In the shelter there is one room for women and two rooms for men

“We live like a family”

The NGO helped Ruslan, another resident, get a passport and social pension for the 4th stage of HIV infection (AIDS). “We need more shelters like this,” he says. “There are hundreds of people in my situation. You can take treatment when you have where to go and what to eat. But why would you need pills if you don’t even have food for the day?”

Ruslan, now 46, was incarcerated on-and-off for 20 years total. Now he’s completely alone, and that’s due to his HIV status. “I used to talk to my sister. But when I told her I had HIV, she even blocked me on Facebook.”

He learned his status when he was hospitalized for tuberculosis: “I was dying and honestly, I didn’t care what killed me first: TB or HIV. Doctors literally pulled me out of the grave.” Now Ruslan is working as a volunteer in the shelter, he feels well, and encourages people to get tested and treated for HIV.

“It’s important to be able to talk to others who are HIV positive. They’re an example for us, they give us hope,” says his friend Ramil. “You can open up to them. And they help you avoid making the same mistakes they made.” He was recently cured from TB.

For many, the hardest is to accept this HIV diagnosis. Murat, for example, got tested three times and fell very sick before acknowledging he had to get treated for HIV. “I didn’t believe it. I thought they had made a mistake,” he says.

Many here were left alone because of their diagnosis.
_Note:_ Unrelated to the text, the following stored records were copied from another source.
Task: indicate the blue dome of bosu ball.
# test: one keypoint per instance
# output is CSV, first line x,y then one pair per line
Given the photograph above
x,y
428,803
It’s often a cause of depression as well. “I wanted to hang myself,” says Samat. “I couldn’t believe it and I asked to get tested again.” He chose to leave his wife and daughter: “I want them to have a normal life.” Aliona tells him he, too, can have this normal life with treatment, but it will take time to convince him. Thanks to the shelter, Samat still finds hope to brighten his darkness: “We live like a family here.”

Under the Global Fund grant, the UNDP provides prevention, diagnosis and treatment for HIV in the Kyrgyz Republic.